The next challenge for Bangladesh will be better meeting the needs of those families who indicate they do not want to have any more children. Currently, their options are mostly limited to short-acting contraceptives, like pills and condoms, which require more effort and persistence to use than longer-acting methods like implants and injectables.
At several points this week, I asked women how many children they had at home. I didn’t hear many say that they had large families. In fact, the most I heard any woman say was that she had three children. Perhaps even more surprising, nearly all the women had waited three years in between children before having another. Bangladesh is unique when it comes to birth spacing—80 percent of non-first births happen at least twenty-four months after the preceding child is born. Bangladeshi women don’t just have access to family planning, they have consistent access. All of this is opening up real opportunities for these women and their families. Every single woman I talked to mentioned that her husband had a job and a good percentage of those women had jobs too, mostly embroidering or tailoring. It reinforced to me that access to family planning can have a revolutionary impact not only on a woman’s potential but also on that of her family. This kind of access could pull entire societies out of poverty.
A. NICK: Contraception has been neglected for a generation.

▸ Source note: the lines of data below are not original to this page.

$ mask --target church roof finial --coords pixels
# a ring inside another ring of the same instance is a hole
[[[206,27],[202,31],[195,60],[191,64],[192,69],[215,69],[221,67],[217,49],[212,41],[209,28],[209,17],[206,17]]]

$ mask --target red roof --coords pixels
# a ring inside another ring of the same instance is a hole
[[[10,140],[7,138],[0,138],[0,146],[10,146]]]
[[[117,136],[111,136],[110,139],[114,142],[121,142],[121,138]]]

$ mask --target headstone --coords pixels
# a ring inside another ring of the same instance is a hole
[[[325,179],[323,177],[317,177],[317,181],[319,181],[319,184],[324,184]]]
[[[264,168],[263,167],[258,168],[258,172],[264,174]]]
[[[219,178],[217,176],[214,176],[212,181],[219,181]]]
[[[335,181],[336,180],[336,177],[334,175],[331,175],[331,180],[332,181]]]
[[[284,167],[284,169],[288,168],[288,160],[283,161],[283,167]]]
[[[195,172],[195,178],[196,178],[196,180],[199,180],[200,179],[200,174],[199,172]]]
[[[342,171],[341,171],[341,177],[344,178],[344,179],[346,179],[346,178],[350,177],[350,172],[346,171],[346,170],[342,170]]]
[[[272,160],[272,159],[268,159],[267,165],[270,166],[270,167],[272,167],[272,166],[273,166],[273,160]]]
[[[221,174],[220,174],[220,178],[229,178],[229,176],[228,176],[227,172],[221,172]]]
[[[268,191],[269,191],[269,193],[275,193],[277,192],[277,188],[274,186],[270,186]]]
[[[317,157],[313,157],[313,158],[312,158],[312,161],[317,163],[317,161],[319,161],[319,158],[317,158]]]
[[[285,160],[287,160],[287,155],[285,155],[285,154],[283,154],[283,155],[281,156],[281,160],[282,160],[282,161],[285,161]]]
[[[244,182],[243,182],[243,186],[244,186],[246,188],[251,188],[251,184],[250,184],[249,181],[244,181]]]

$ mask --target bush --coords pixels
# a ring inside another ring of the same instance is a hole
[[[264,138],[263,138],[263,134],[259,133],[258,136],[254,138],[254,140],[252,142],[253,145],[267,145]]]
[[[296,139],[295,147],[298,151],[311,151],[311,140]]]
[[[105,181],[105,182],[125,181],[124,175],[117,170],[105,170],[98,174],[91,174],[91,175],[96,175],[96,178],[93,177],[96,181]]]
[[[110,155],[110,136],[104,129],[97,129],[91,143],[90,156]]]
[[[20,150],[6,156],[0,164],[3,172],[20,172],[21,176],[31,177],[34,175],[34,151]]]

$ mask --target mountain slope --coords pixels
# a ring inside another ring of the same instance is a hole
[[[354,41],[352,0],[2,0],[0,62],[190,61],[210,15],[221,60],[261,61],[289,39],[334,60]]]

Partly that’s because the population control effort was tarnished by overzealous and coercive campaigns in China and India, and partly because the whole field of reproductive health was made radioactive by the abortion debates. But access to family planning for women who want it is critical to moving forward in development. And it mystifies me that conservatives are often wary of it, because the best way to reduce abortions in the developing world is to promote family planning.

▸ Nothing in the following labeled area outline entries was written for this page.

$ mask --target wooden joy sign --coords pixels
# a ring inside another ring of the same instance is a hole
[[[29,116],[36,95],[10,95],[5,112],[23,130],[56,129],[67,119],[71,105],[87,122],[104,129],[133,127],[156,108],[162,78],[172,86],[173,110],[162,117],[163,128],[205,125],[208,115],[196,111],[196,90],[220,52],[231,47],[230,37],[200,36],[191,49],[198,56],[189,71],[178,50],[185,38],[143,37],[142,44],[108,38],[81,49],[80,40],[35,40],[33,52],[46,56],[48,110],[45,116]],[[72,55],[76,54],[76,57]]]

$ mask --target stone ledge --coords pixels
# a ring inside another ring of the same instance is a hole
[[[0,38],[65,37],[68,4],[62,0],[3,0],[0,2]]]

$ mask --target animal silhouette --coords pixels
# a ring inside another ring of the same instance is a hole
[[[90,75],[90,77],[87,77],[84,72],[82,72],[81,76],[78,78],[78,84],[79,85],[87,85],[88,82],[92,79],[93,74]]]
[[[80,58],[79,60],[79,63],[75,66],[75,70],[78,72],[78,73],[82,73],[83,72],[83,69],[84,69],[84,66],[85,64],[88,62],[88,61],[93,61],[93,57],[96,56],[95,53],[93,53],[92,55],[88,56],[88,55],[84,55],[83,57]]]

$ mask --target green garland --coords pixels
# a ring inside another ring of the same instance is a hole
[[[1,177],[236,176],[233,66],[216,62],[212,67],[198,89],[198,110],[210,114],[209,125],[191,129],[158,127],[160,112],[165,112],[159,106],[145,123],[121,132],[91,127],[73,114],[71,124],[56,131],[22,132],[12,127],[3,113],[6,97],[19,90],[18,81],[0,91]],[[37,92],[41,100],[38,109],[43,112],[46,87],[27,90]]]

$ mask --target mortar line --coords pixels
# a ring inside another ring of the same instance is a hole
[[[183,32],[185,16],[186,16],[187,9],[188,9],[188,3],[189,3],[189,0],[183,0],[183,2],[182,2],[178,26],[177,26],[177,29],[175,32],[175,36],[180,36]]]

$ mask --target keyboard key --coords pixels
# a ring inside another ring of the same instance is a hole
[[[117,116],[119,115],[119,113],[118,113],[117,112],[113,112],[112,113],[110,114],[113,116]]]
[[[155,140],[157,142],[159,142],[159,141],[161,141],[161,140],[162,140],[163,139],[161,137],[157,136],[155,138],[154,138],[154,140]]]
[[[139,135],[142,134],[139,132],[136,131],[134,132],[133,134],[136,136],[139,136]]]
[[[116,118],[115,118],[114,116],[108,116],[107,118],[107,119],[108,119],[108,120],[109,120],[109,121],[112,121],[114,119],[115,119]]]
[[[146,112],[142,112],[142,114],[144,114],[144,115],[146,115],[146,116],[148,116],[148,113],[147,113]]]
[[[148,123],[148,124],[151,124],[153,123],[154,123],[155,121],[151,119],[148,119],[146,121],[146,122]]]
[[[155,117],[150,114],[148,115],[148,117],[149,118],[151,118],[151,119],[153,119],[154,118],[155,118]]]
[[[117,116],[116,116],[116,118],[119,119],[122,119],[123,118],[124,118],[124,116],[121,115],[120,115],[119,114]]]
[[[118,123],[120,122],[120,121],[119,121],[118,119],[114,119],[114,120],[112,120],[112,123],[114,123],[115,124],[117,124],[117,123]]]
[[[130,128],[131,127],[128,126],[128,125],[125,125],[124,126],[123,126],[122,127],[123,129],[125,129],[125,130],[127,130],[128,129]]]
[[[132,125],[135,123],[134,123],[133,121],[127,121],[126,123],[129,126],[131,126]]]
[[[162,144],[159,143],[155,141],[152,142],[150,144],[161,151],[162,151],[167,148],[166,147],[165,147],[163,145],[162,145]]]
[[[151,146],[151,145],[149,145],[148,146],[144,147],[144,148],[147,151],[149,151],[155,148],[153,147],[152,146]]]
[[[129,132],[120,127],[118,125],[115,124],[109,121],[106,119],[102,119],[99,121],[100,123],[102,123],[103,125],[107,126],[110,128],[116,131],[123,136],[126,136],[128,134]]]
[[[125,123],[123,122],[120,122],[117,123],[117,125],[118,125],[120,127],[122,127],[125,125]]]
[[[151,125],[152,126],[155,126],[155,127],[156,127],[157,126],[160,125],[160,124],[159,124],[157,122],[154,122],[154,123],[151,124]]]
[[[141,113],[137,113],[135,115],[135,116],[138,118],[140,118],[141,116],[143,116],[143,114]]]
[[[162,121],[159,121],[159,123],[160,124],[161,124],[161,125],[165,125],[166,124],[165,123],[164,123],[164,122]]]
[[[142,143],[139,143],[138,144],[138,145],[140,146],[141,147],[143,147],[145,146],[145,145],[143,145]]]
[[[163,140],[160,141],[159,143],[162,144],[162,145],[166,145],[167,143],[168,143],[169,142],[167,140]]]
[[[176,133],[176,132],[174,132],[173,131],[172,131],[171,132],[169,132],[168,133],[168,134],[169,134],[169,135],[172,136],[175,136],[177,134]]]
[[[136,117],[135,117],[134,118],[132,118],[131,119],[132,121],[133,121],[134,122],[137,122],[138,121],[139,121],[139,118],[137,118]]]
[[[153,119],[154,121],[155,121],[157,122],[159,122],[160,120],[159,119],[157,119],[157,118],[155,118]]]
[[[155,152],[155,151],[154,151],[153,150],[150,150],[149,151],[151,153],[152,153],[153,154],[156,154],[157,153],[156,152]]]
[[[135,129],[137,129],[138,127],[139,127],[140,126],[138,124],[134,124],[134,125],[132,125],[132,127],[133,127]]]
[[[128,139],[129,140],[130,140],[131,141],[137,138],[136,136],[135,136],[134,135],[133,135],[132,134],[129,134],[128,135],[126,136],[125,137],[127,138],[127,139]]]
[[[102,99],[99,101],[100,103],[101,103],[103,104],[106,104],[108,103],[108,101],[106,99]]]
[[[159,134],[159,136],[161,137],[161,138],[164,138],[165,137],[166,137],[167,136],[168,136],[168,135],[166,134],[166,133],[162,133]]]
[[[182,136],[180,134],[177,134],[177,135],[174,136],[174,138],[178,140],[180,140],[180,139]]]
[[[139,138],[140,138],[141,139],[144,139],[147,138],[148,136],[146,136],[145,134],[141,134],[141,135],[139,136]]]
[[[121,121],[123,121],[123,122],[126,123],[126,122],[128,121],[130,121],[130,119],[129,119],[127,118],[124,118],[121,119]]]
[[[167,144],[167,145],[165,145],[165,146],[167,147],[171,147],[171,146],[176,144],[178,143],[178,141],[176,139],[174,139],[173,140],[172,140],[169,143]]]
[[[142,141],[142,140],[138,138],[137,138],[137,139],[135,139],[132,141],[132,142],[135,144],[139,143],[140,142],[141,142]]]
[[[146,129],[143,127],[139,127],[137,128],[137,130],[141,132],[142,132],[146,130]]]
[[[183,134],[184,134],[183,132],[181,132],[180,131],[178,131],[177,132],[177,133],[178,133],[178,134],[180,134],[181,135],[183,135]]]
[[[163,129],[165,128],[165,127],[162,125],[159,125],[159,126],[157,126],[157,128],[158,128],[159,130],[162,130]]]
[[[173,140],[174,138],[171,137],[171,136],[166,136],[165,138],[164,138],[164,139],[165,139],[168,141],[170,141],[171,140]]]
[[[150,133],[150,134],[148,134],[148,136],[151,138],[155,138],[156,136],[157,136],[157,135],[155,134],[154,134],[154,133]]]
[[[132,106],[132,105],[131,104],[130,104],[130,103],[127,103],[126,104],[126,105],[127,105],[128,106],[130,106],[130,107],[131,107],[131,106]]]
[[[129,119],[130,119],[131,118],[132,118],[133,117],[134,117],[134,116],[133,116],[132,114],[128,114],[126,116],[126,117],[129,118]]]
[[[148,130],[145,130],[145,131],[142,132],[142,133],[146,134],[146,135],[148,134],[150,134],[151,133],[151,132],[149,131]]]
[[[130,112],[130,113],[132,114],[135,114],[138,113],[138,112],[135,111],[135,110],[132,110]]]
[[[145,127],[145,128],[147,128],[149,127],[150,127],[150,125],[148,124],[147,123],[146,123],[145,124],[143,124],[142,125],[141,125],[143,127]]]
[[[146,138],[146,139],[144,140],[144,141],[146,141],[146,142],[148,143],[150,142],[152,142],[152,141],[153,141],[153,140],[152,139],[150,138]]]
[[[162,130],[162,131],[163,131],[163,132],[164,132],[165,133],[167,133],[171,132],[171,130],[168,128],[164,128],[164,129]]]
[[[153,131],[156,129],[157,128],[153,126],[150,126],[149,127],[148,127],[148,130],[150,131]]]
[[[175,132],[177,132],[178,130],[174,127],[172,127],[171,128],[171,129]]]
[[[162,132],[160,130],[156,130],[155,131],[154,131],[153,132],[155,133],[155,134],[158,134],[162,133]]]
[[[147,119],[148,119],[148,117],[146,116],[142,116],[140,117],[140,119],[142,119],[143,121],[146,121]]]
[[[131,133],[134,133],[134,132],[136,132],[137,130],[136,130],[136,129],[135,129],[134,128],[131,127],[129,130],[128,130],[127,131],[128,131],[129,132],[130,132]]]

That said, I think Americans sometimes have a naïve view about how easy it is. Family planning, like everything in development, is harder than it looks. I once interviewed a 30 year-old woman in Haiti who was intelligent, lived around the corner from a clinic that provided family planning, only wanted two children – and yet was pregnant with her 10th child. Family planning requires health care providers and counseling, it requires steady supplies (no point in having the Pill in stock only every other month), and it requires consensus in the community. From Mauritania to Congo Republic, I’ve visited clinics that would only give a woman contraceptives if her husband accompanied her to signify his agreement.

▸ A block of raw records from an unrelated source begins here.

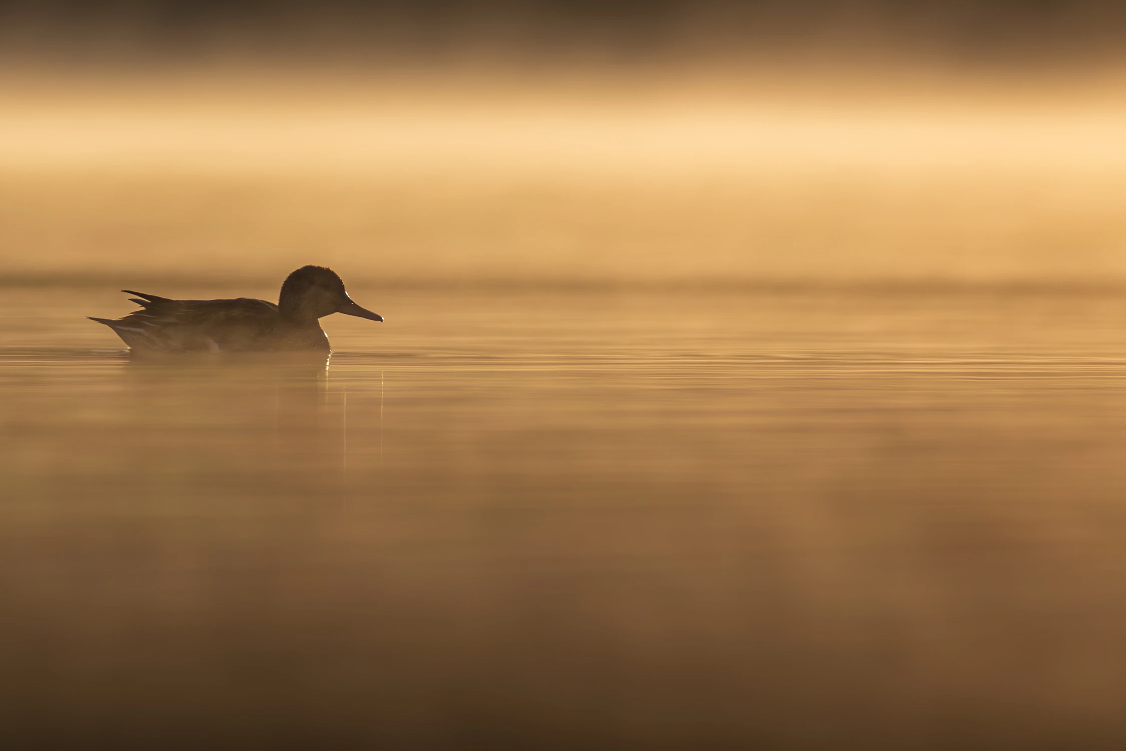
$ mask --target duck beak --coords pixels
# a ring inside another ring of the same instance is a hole
[[[337,313],[343,313],[345,315],[355,315],[358,319],[367,319],[368,321],[382,321],[383,316],[378,313],[373,313],[372,311],[360,307],[351,299],[343,304],[343,306],[337,311]]]

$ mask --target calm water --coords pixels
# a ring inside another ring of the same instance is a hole
[[[1126,298],[352,293],[325,364],[2,292],[0,735],[1126,743]]]

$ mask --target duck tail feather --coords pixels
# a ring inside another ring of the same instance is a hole
[[[144,297],[150,303],[168,303],[168,302],[171,302],[170,298],[168,298],[168,297],[161,297],[160,295],[146,295],[143,292],[134,292],[132,289],[122,289],[122,292],[124,292],[127,295],[136,295],[137,297]],[[133,301],[133,302],[140,303],[141,301],[137,299],[137,301]],[[144,305],[144,303],[141,303],[141,304]]]

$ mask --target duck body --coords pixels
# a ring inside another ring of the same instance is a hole
[[[305,266],[286,278],[278,304],[265,299],[170,299],[129,289],[141,310],[90,320],[117,333],[129,348],[151,352],[329,352],[320,319],[345,313],[383,321],[354,303],[331,269]]]

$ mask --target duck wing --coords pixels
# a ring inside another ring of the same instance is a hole
[[[113,329],[133,349],[158,352],[234,352],[261,349],[275,336],[278,307],[265,299],[170,299],[125,289],[141,310],[111,321],[91,319]]]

There’s also some evidence that the most effective form of family planning isn’t IUD’s or the Pill, but girls’ education: when girls are educated, they end up having significantly fewer children. So we need an approach that includes educating girls, teaching communities (men included) about contraception, providing steady supplies in a comprehensive program that includes counseling, and research on new methods that don’t require health workers. The Population Council, for example, is developing a vaginal ring that does not require a doctor and that seems highly reliable and cheap. Bangladesh is a good example of the progress that is possible when a family planning policy is done right.